Investor Updates: June 13 2022
3 min Read June 13, 2022 at 2:23 PM UTC
IFC to invest $26m in Partech’s Africa Fund II
- The International Finance Corporation (IFC), the private sector arm of the World Bank, plans to make an equity investment of up to $26 million into the Partech Africa Fund II (PAF II) by the Paris-based VC firm Partech.
- The PAF II will invest in seed to Series D rounds and follow-on rounds in top portfolio companies although it is not clear how much Partech was looking to raise.
- Still, it is expected to be larger than Fund I, which closed at $143 million in 2019 and had the participation of the IFC and some other major institutions.
African startups stand to gain significantly from increasing amounts of venture capital available in the continent, which has grown immensely since 2016. For the IFC, the investment is part of its strategy to support Africa’s booming tech ecosystem. The IFC is eyeing a stake not exceeding 20% and also plans to commit a further $15.9 million for future co-investment opportunities together with the fund. The corporation has invested twice in Algebra Funds, and earlier this year, directly invested $5 million in Brimore and $20 million in the Ezdehar Fund to help smaller businesses access finance.
Egypt’s DXwand raises $1m pre-Series A round
- Egypt-based AI startup DXwand has closed a pre-Series A investment round of $1 million, led by Huashan Capital, US-based VC firm SOSV, with commitments from angel investors.
- Founded in 2018 by Ahmed Mahmoud, DXwand is an AI-driven software that automates text and voice conversations between customers and businesses in call centers, Facebook Messenger, WhatsApp, SMS, or on a website.

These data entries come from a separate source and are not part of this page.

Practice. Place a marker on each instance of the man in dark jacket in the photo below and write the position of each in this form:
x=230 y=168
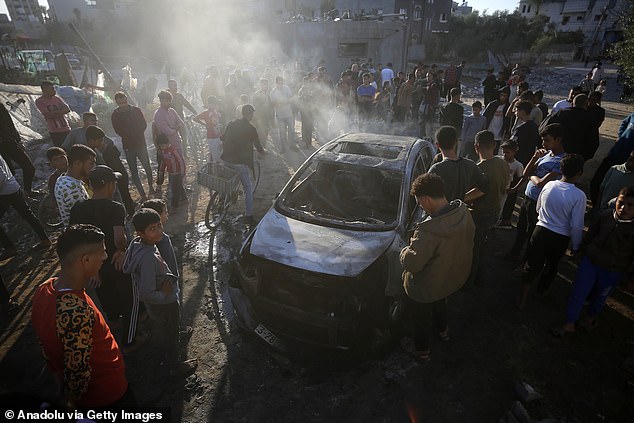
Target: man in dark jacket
x=12 y=149
x=129 y=123
x=580 y=134
x=452 y=113
x=108 y=154
x=495 y=113
x=237 y=153
x=526 y=133
x=437 y=262
x=618 y=154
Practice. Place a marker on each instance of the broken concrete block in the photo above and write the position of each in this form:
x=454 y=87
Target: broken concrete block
x=508 y=418
x=526 y=392
x=520 y=413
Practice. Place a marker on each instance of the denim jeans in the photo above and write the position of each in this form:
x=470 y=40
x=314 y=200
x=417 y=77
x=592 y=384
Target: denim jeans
x=245 y=177
x=594 y=280
x=525 y=224
x=484 y=224
x=286 y=130
x=131 y=155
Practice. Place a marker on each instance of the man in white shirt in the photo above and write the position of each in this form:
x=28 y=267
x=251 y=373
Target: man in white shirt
x=566 y=103
x=387 y=74
x=560 y=208
x=70 y=188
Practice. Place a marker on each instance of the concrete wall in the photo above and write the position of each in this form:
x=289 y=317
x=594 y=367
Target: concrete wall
x=312 y=41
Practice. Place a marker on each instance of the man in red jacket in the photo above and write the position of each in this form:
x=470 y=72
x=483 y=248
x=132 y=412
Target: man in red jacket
x=129 y=123
x=75 y=338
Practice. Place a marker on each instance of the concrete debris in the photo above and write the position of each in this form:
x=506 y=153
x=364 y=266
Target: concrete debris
x=520 y=413
x=508 y=418
x=526 y=392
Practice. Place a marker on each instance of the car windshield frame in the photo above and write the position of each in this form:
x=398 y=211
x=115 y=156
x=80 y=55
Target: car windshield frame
x=347 y=174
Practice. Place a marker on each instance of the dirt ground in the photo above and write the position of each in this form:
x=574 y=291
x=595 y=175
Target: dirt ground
x=241 y=379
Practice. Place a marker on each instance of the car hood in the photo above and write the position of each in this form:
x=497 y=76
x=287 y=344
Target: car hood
x=333 y=251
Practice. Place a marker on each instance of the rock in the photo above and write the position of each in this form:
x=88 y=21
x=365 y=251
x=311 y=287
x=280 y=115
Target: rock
x=520 y=413
x=526 y=392
x=508 y=418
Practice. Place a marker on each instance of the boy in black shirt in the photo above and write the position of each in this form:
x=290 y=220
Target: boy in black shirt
x=115 y=288
x=108 y=154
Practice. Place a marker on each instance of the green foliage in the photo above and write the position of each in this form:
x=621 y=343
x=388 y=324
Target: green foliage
x=551 y=38
x=623 y=52
x=502 y=33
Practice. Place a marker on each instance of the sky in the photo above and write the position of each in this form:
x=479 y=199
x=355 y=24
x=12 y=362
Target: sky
x=3 y=6
x=490 y=5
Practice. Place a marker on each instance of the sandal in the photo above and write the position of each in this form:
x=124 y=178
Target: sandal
x=407 y=344
x=587 y=326
x=560 y=332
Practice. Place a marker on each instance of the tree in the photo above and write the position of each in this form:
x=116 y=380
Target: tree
x=623 y=51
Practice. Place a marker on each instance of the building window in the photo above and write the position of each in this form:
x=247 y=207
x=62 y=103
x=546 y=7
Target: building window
x=353 y=50
x=418 y=13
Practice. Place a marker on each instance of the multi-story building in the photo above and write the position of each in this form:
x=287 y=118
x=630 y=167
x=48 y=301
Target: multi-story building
x=597 y=19
x=72 y=10
x=27 y=18
x=24 y=10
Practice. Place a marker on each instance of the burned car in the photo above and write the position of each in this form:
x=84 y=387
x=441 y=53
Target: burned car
x=322 y=265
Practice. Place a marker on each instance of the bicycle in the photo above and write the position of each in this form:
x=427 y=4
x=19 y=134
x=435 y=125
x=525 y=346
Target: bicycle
x=224 y=187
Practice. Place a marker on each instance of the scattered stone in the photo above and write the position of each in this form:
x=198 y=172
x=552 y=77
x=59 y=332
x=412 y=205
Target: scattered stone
x=520 y=413
x=526 y=392
x=508 y=418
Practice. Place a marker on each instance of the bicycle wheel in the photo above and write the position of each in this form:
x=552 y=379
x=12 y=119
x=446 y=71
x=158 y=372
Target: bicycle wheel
x=255 y=175
x=216 y=209
x=48 y=213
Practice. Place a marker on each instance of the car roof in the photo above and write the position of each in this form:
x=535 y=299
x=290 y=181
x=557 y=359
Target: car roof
x=388 y=152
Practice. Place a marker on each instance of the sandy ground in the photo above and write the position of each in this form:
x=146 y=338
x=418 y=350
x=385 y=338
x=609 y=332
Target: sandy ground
x=241 y=379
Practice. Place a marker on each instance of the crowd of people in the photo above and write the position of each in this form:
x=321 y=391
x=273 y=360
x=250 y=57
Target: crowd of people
x=509 y=144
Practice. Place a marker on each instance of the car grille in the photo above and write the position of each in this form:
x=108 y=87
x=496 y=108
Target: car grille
x=309 y=291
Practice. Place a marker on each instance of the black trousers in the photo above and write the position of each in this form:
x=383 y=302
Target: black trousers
x=545 y=249
x=424 y=317
x=597 y=179
x=119 y=297
x=15 y=152
x=525 y=224
x=308 y=126
x=509 y=206
x=16 y=200
x=4 y=293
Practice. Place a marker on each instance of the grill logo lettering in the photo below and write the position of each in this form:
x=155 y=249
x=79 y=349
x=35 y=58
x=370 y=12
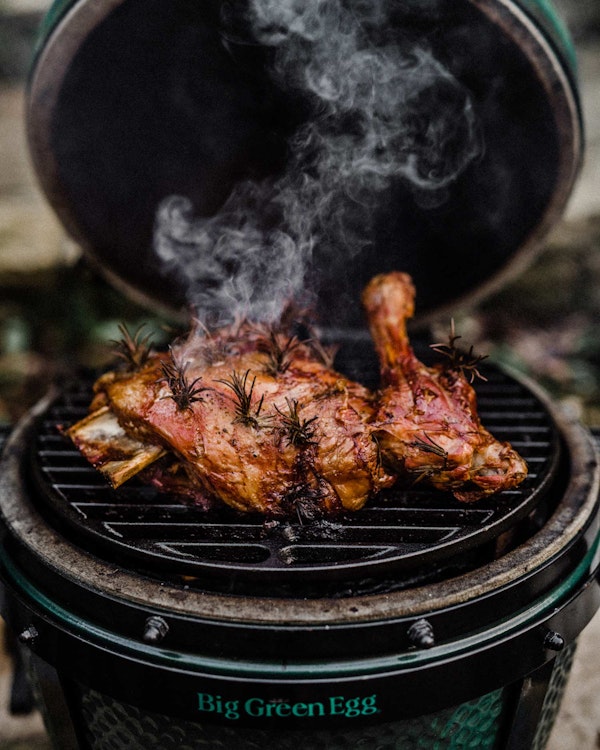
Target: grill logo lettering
x=259 y=708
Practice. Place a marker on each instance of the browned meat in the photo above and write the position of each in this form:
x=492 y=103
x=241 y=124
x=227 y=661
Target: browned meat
x=265 y=424
x=262 y=422
x=427 y=423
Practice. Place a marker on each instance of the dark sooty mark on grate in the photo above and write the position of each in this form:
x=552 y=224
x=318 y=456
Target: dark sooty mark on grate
x=398 y=531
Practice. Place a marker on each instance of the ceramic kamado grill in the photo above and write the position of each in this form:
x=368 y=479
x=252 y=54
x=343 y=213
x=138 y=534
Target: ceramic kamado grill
x=417 y=621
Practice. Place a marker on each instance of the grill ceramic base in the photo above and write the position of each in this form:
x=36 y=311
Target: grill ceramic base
x=487 y=722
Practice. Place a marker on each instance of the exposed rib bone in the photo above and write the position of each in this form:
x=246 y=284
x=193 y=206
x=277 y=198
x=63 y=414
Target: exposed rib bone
x=105 y=444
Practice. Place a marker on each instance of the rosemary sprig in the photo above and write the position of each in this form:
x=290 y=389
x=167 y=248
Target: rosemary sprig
x=299 y=432
x=459 y=360
x=246 y=413
x=430 y=446
x=134 y=349
x=183 y=391
x=278 y=355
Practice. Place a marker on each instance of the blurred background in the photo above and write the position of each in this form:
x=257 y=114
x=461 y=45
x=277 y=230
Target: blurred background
x=56 y=313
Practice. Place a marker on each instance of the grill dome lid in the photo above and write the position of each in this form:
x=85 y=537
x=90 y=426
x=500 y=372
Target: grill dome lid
x=439 y=138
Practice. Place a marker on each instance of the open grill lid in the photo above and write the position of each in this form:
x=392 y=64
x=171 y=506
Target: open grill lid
x=132 y=101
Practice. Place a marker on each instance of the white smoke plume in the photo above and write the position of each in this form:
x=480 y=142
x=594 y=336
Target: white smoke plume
x=383 y=111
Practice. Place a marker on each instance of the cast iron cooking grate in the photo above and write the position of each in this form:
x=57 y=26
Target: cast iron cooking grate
x=399 y=530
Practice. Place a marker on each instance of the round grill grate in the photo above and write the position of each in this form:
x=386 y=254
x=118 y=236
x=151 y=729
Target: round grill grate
x=398 y=531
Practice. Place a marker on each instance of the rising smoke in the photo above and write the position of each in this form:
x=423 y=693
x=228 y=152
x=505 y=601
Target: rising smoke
x=383 y=111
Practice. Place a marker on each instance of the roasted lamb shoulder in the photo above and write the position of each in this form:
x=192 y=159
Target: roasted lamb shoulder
x=255 y=418
x=427 y=424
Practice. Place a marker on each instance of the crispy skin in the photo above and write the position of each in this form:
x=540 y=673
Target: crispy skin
x=307 y=440
x=427 y=423
x=255 y=463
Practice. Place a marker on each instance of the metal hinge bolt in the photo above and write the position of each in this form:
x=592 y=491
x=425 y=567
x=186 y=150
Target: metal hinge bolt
x=155 y=629
x=28 y=636
x=554 y=641
x=421 y=634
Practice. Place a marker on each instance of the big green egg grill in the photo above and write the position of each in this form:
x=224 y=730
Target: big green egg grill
x=417 y=622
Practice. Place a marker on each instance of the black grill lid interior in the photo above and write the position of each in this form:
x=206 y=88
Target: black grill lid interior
x=396 y=533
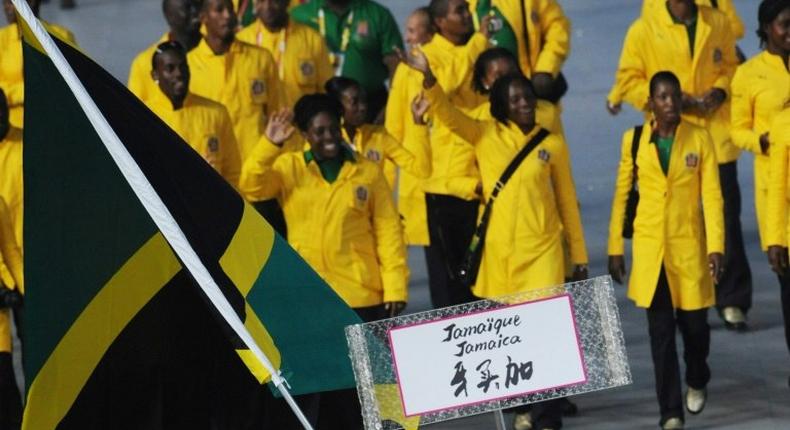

- DXwand will use the new investment to accelerate its growth across the region, expand its market share and accelerate its AI research to further differentiate its solutions in the market.
Artificial intelligence (AI) systems that enable customer engagement via SMS, speech, or chat applications such as Facebook Messenger and WhatsApp are increasingly becoming a popular method for organizations to interact with their consumers. As with developed regions, such solutions are growing in Africa. In addition, AI-based startups in Africa are increasingly attracting VC dollars. A surprising entry into the top three African tech sectors by funding raised in May is artificial intelligence (AI)/deeptech, with startups playing in this space raising $47 million (11%) led by Instabug’s $46 million Series B raise.
Cairo Angels backs Nigerian fintech CredPal
- Egypt-based VC fund The Cairo Angels Syndicate Fund (CASF) has invested an unknown amount in the Nigerian fintech CredPal, which is backed by Y-Combinator and Google.
- Launched in 2018 by Fehintolu Olaogun and Olorunfemi Jegede, CredPal is a buy-now-pay-later (BNPL) fintech that allows businesses and individuals to buy anything and pay for it in installments with online and offline merchants.
- The CASF funding will be used to expand CredPal’s services across Africa with a focus on key markets, namely Egypt, Kenya, Ghana, and Cameroon.
BNPL options are sweeping the global e-commerce sector. In 2020, they accounted for 2.1% of global e-commerce transactions. That figure is expected to double by 2024 when it will make up 4.2% of global e-commerce sales. But in Africa, where most people are credit-averse, activity is just beginning to pick up through the efforts of startups like CredPal. The CredPal funding is CASF’s fourth investment in Africa after backing the likes of South Africa’s Finclusion Group and Kenya-based Flexpay.